Phase I: Maximum Protection (Weeks 0–6)
- Immobilization: The patient is placed in a cylinder cast or a rigid knee immobilizer locked in full extension immediately postoperatively.
- Weight-Bearing: Weight-bearing as tolerated (WBAT) with crutches is permitted, provided the knee is locked in absolute extension.
- Range of Motion (ROM): Strict immobilization for the first 2 to 4 weeks depending on graft tension. At 4 weeks, a hinged knee brace is applied, and passive ROM is initiated from 0 to 30 degrees, progressing 15 degrees weekly.
- Muscle Activation: Isometric quadriceps sets, straight leg raises (in the brace), and ankle pumps are encouraged immediately.
Phase II: Moderate Protection and ROM (Weeks 6–12)
- Bracing: The hinged knee brace is unlocked gradually to match the patient's achieved passive ROM.
- ROM Goals: Achieve 90 degrees of flexion by week 8, and 120 degrees by week 12.
- Strengthening: Initiate active-assisted ROM. Begin closed kinetic chain exercises (e.g., mini-squats, leg press) limiting flexion to 60 degrees initially to protect the patellofemoral joint and the graft.
Phase III: Strengthening and Proprioception (Months 3–6)
- Bracing: Discontinue the brace once the patient demonstrates a normal gait pattern and sufficient quadriceps control (no extensor lag).
- Strengthening: Progress closed kinetic chain exercises. Initiate open kinetic chain extension exercises with light resistance. Focus on core and hip/gluteal strengthening.
- Cardiovascular: Stationary cycling and swimming (flutter kick only) are incorporated.
Phase IV: Return to Activity (Months 6–12+)
- Advanced Strengthening: Plyometrics, agility drills, and sport-specific training begin at 6 to 8 months.
- Clearance Criteria: Return to full unrestricted sports or heavy labor is typically delayed until 9 to 12 months postoperatively. Clearance requires >90% quadriceps strength symmetry compared to the contralateral limb, full ROM, and no effusion.

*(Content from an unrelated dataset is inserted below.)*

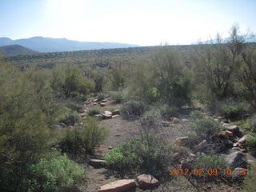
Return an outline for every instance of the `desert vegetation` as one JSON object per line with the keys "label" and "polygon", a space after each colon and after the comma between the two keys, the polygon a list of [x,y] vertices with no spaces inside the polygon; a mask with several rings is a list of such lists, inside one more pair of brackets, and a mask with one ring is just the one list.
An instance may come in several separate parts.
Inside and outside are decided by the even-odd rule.
{"label": "desert vegetation", "polygon": [[150,175],[154,191],[175,190],[178,177],[187,191],[255,188],[236,174],[255,166],[248,38],[234,26],[210,43],[1,58],[0,190],[94,191],[97,166],[115,180]]}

Complications and Pitfalls
- Extensor Lag / Graft Stretching: The most common complication. Over-tensioning the graft intraoperatively is preferred to under-tensioning, as allografts inherently undergo stress relaxation and creep over time.

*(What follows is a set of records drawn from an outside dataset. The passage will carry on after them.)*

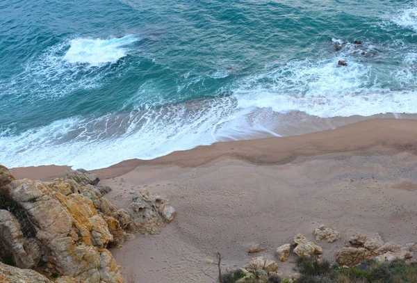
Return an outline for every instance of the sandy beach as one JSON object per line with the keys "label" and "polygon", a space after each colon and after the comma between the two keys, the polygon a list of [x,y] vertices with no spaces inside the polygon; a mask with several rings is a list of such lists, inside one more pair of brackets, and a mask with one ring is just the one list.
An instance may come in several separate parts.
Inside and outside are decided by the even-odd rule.
{"label": "sandy beach", "polygon": [[[358,231],[400,244],[417,241],[417,121],[371,120],[286,138],[218,143],[149,161],[96,170],[119,208],[131,191],[167,196],[177,217],[158,235],[138,235],[112,252],[126,282],[213,282],[222,268],[254,257],[252,243],[274,259],[297,233],[311,240],[325,224],[342,234],[316,242],[325,258]],[[65,166],[11,170],[17,178],[49,180]],[[294,264],[279,263],[284,274]]]}

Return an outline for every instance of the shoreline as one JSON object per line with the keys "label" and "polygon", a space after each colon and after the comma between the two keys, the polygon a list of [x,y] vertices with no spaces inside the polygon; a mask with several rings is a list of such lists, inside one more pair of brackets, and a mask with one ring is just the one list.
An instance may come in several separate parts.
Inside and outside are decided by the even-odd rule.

- Arthrofibrosis: Prolonged immobilization leads to severe stiffness. Early, controlled passive ROM is critical.
- Patellar Fracture: Can occur through the 8-9 mm transpatellar tunnel. Ensure the tunnel is perfectly centralized and avoid this technique in osteopenic bone.
- Infection: As with any massive allograft, the risk of deep infection is elevated. Strict sterile technique and appropriate perioperative antibiotic prophylaxis are mandatory.